Religious music served a political function in the southern United States during the antebellum period. This article examines catechisms and hymnbooks used by white evangelical missionaries and slaveowners in the antebellum South, arguing that the planter elite deployed hymns as a medium to assert white supremacy. The term sonic domination identifies processes whereby sound functioned as a social tool to maintain discipline and order among the enslaved population. Black and white people sang hymns in church, at interracial revivals, and during civic services; they were also heard on bells and cited in poetry. English texts and tunes included in slave catechisms and white portrayals of Black singing highlight the role of evangelical hymns in maintaining plantation order in the Old South. At the same time, enslaved Black Christians found creative ways to circumvent the oppressive power of the white elite through song. African Americans employed English hymns in their own religious rituals and used them to convey hidden meanings on the plantation. Both genres, which interacted and ultimately influenced each other, contributed to an eventual codification of American evangelical hymnody.
“Ghost Stories of the Archive: Material Legacies and Writing Music History.” Pennsylvania Magazine of History and Biography 148, no. 3 (October 2024): 203–222.
Facing the pulpit at Rodney Presbyterian Church through broken windows. Photograph by Barbara Gauntt for the Clarion Ledger (October 17, 2019).

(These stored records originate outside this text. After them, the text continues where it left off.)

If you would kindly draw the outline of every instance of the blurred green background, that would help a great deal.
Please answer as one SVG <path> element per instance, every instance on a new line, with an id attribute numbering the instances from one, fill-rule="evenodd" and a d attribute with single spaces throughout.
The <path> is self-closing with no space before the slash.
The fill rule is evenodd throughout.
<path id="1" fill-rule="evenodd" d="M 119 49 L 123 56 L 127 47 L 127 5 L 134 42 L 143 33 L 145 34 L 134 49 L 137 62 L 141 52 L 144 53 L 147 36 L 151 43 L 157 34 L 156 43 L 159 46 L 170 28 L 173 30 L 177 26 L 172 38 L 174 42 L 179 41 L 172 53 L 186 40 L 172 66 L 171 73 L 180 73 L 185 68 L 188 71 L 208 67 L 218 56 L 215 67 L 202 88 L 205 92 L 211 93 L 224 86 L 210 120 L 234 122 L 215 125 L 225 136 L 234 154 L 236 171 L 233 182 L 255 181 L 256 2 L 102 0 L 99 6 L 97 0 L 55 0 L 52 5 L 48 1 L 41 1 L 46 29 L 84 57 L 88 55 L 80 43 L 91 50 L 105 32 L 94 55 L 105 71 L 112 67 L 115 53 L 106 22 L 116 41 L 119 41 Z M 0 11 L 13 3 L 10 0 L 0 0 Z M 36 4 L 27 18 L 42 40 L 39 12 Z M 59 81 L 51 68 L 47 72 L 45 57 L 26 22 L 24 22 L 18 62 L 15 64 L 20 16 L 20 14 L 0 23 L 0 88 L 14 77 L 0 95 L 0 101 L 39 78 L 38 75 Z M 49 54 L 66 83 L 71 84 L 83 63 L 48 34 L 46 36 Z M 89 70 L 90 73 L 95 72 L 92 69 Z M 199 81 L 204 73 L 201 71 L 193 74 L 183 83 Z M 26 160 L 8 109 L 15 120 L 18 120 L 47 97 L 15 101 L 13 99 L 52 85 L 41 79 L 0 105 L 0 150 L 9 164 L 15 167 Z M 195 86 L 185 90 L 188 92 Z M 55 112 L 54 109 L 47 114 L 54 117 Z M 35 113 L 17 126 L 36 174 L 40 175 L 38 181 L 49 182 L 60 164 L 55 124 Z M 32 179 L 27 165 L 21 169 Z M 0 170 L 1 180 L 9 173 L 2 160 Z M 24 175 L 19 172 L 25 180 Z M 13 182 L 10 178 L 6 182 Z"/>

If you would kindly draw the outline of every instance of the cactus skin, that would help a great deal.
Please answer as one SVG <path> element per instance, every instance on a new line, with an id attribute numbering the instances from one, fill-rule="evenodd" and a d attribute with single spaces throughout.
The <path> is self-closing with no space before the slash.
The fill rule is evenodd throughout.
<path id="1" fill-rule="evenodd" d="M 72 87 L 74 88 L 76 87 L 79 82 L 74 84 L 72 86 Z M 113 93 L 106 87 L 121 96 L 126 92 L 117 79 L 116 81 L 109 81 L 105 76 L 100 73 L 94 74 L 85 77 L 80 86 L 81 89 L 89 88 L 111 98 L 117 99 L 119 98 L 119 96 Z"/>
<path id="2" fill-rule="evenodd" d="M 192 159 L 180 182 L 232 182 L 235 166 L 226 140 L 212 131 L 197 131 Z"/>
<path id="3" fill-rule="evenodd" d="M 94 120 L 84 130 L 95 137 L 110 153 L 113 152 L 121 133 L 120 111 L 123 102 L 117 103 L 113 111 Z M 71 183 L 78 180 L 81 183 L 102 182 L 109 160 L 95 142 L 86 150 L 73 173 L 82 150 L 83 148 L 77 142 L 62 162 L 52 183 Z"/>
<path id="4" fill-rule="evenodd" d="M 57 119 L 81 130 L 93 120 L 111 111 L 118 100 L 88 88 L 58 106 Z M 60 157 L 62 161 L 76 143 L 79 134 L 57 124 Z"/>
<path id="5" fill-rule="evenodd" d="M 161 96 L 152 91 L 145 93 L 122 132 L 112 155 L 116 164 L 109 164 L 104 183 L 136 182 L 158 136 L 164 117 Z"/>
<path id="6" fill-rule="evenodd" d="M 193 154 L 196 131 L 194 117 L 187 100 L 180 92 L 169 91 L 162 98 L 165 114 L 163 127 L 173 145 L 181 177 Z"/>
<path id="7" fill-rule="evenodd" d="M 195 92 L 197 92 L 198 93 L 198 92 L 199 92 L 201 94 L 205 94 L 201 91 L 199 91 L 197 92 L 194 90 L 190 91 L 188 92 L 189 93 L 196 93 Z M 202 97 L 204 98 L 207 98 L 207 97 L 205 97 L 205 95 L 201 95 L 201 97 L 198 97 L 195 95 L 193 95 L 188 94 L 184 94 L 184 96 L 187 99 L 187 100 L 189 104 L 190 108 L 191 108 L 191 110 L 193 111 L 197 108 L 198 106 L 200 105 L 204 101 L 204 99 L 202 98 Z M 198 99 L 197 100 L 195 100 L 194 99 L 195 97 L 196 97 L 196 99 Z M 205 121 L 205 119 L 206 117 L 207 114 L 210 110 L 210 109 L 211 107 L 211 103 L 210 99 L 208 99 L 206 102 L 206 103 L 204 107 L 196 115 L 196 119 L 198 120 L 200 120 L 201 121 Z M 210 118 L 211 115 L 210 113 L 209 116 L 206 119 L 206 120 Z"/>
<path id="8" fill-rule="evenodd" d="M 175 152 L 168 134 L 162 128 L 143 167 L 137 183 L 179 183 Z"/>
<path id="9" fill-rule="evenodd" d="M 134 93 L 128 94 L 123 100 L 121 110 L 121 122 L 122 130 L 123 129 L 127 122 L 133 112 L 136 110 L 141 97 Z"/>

The infrastructure of American song contains many specters faded from public consciousness yet still present as moisture in walls. The screams of Aunt Hester, dancing of Jim Crow, silence of Venus . . . the unattainable and highly illuminating animated properties belonging once to the voices of enslaved African Americans. All these and more haunt American music, their dampened legacies intertwined with the weighted domination of capitalism, colonialism, and slavery. At the same time, these specters emphasize Black musical autonomy and how music shapes longstanding cultural identities, real or imagined. Analyzing sources as a form of historicized social practice shifts the very foundation on which African American music scholarship rests. The Rodney ghosts are disparate and fleeting, shifting our gaze across the diverse materials in which they reside. Their stories are each unique. These ghosts demand to be heard in their eerie silences, their vague tonal apparitions. Listening to them acknowledges the neglected marks of history.